Contribute to the Security Community!!

It seems that the number of free software/open-source projects related to Security is decreasing as the time goes by. This is something that surprises me, because there are more and more security professionals out there (just have a look to the normal security mailing lists). Some time ago, almost every month a couple of interesting and innovative security projects were released to the public community, and now it is very strange to see any interesting security project. That is something that is happening with the mailing lists; it is very rare to find an interesing opinion or comment in mailing lists such full-disclosure, bugtraq or any other similar one.

Although that is the current situation in the public mailing lists (there are some exceptions, like the superb daily-dave mailing list), there are some blogs that hold very interesting stuff, so now the interesting issues are migrating from the mailing lists to the blogs (just check my list on the left).

It is important that people related to the information security community start to contribute to it; even though it is something very well known that everybody uses free software/open-source programs (nmap, ethereal, linux, nessus, snort, scapy, ..), very few of them contribute (I mean with contribute, notifying bugs, helping with the documentation, sending patches, new features requests, etc...)

So please, if you think that those nifty tools you are currently using are worth, take a short break and think that there are many hours dedicated from people sometimes in their spare time, so try to help and improve it as it was your own and beloved project.

Monday, 27 November 2006

Can ISPs block outbound connections?

I'm subscribed to a DSL line at my home, and the provider is the biggest one in Spain, Telefonica. The issue I'm having with them is that they block some of my outbound connections and I am not sure if it is something for good or for bad. In fact, I have detected some URLs that I cannot connect to and I need to use a (no)anonymous proxy available in the Internet in order to connect to that URL. It seems that they are only blocking both HTTP and HTTPS connections, but it is something they shouldn't.

Most of those URLs are either malicious URLs or fraud related URLs, but what happens if I want to access those URLs? It could be helpful that they block those URLS, but at least, they could let the user to choose if they want to be "protected" by the ISP or not. I'm supposed to have a not filtered service, am I?
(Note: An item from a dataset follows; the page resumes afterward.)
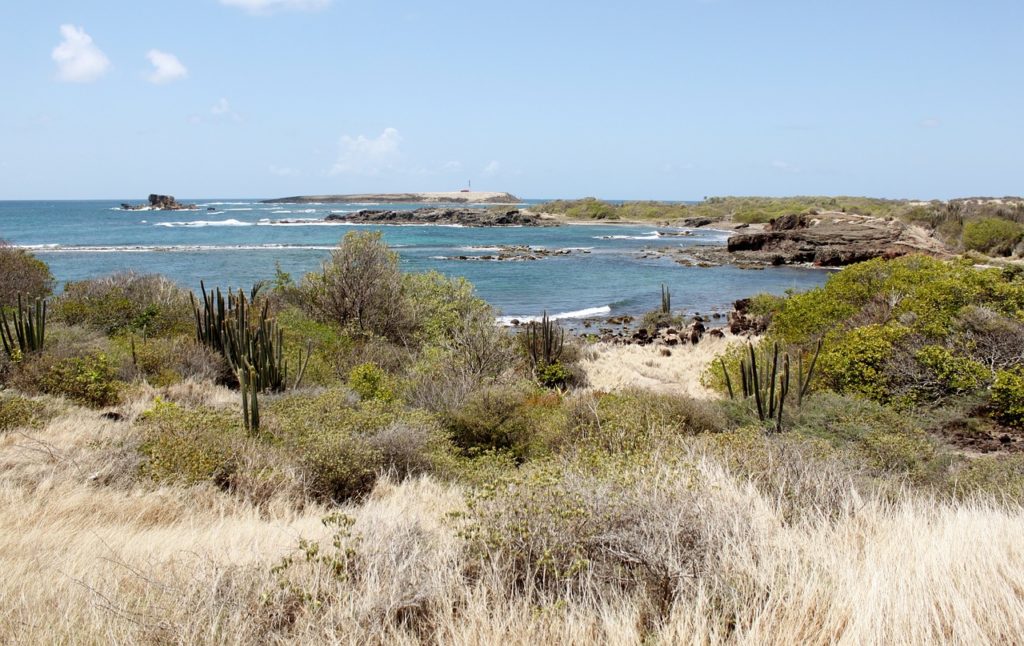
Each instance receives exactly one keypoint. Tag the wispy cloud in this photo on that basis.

I could even understand that they filter those nasty DNS entries that could lead to a malicious site (I could end up using other DNS server), but please, do not filter my outbound connections.

Saturday, 25 November 2006

First post - Virtual Machine detection

Looking through my colleague webpage, I came across a comment about a very good packer that I'm trying to analyze, Themida. But the comment wasn't about Themida features, but virtual machine detection.
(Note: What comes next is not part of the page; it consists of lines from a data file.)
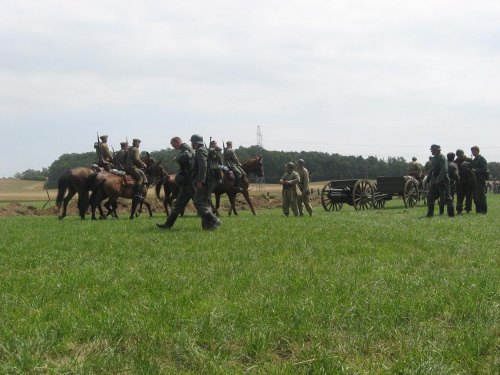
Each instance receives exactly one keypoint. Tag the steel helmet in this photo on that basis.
(196, 138)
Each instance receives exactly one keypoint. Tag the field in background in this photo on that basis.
(379, 291)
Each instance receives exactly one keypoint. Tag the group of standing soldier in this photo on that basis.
(296, 191)
(465, 176)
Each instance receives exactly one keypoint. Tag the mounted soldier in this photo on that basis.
(234, 165)
(134, 166)
(121, 157)
(104, 159)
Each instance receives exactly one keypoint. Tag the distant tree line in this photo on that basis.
(321, 165)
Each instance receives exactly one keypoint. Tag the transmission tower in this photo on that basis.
(261, 181)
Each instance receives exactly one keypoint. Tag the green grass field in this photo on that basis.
(341, 292)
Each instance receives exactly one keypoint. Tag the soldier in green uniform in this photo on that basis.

Nowadays, more than 50% of the malware that we analyze has some kind of virtual machine detection in its code (typically the SIDT method), and if they detect any virtual machine, they just do nothing. So, perhaps that's a good idea for our production servers, migrating them to virtual software and in any case they got compromised, the malware code won't run on them.
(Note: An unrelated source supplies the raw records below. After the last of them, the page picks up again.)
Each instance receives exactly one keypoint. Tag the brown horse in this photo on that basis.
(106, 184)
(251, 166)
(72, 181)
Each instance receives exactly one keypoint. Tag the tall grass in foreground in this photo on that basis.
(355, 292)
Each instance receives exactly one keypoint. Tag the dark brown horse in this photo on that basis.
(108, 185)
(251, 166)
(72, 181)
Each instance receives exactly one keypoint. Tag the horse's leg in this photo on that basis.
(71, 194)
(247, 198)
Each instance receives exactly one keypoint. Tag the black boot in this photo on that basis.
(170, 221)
But the problem is for the analyzers: using tools like vmware is something handy, but you always end up using a real machine (I even use my own laptop to analyze the malware, so my Windows XP has been infected several times). So, what is the solution? It is fairly simple: use some of those hardware cards that restore the OS state (used by example in cybercafes), and IDA Pro with its great remote debugging. When you have finished the analysis, just reboot the box and voilá, your SO is like being just installed.

Anyway, this post was about virtual machine detection, and the guys at intelguardians have some slides about all the different methods, but there is one left, discovered by Alfredo Andrés (my Yersinia colleague and friend) with the STR instruction, check it out at our company address here.